Ahora me rindo, Alvaro Enrigue,. p. 53
Los niños recibían otro
tratamiento. Apenas los capturaban, solían desnudarlos, atarlos a una estaca
cubiertos de grasa de burro y dejarlos al sol, para que se volvieran morenos.
Los dejaban largo tiempo sin comer, como si los estuvieran limpiando por dentro
-el proceso de adaptación no era grato-. Cuando ya estaban prietos y al borde
de la muerte por inanición, se los asignaban a alguna abuela, que los
acostumbraba lentamente a su nueva dieta y les enseñaba a comunicarse en apache.
Les endurecían el carácter sometiéndolos a pruebas brutales y al escarnio de
los demás niños si no podían imponerse. Cuando consideraban que ya estaban más
o menos adaptados, los entregaban a una familia en la que los trataban
exactamente igual que al resto de los hijos naturales de los padres.

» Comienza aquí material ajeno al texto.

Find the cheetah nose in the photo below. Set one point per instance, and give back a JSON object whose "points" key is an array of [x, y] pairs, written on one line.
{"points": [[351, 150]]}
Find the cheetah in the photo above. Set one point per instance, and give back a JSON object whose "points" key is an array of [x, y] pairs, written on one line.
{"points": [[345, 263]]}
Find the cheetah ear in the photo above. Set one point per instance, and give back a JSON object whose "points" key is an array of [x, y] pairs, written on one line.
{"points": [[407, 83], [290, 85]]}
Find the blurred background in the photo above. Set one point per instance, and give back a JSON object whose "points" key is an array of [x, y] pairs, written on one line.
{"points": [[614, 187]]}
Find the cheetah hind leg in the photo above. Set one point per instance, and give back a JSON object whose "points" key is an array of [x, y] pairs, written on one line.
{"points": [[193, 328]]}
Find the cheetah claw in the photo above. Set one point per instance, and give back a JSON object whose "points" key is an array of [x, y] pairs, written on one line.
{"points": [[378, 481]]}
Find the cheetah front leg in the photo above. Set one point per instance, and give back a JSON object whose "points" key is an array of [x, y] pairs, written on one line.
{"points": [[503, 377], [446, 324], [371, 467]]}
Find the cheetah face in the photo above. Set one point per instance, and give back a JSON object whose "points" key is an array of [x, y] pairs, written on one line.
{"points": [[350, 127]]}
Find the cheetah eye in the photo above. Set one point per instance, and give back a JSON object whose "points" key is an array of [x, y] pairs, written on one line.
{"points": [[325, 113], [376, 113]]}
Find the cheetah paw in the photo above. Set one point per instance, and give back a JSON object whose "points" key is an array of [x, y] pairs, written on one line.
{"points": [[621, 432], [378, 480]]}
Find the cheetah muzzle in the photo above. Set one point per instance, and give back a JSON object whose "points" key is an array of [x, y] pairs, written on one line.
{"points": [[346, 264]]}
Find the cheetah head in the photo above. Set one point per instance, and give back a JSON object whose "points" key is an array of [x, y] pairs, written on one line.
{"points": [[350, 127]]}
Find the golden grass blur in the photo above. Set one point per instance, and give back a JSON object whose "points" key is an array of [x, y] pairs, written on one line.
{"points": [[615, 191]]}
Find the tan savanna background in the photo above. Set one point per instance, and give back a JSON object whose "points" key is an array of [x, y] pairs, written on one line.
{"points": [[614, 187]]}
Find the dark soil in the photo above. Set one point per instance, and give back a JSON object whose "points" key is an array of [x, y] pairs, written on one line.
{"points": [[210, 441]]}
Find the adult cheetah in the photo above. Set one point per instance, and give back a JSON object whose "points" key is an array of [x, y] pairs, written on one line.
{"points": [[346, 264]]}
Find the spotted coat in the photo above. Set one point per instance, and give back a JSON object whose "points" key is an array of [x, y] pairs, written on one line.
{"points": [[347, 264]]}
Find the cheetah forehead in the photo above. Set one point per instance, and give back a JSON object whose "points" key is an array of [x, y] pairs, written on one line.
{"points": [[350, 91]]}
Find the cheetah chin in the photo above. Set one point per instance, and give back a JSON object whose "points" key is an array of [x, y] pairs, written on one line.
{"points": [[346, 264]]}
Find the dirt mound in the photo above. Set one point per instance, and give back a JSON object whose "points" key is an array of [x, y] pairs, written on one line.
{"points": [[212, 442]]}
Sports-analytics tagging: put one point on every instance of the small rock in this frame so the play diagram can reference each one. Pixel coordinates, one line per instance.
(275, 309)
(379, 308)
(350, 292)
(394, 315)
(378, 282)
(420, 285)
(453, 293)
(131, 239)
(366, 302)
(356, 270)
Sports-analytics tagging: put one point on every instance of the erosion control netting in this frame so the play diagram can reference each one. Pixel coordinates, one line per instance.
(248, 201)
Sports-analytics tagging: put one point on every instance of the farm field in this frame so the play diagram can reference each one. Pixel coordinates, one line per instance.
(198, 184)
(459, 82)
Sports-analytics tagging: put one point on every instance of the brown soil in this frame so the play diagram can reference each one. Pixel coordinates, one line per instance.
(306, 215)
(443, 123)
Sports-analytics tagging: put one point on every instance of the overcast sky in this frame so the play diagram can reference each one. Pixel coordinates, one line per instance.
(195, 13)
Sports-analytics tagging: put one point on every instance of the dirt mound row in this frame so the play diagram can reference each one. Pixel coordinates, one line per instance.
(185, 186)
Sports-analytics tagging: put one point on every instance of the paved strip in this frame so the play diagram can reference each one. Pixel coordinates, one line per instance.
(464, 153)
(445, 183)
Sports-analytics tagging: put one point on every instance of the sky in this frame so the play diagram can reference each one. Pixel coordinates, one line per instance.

Es cierto que el crecimiento de
un niño apache era infinitamente más duro que el de un criollo o un gringo
porque el entrenamiento militar de los guerreros comenzaba desde los seis o siete
años, pero también es cierto que todos los mexicanos y estadounidenses que
convivieron un periodo con los chiricahuas coinciden en apuntar, en todos los
testimonios que dejaron, que lo más notable que tenían los apaches como cultura
era la cantidad de tiempo y atención que les prodigaban a sus hijos. El jefe
Nana, aterrador fuera de la comunidad chiricahua, era recordado por los niños
apaches que años después entrevistó E ve Ball como un viejo dulcísimo y un
payaso memorable, que se demoraba contándoles historias mientras sus padres
estaban ocupados.
Una infancia apache tiene que
haber sido, con todo, estupenda: los niños cautivos solían esconderse en la
montaña cuando llegaban los soldados mexicanos o gringos, para evitar que los
rescataran. En las ocasiones en que los descubrían y devolvían a sus padres,
era común que huyeran de nuevo al monte a reencontrarse con su nación electa.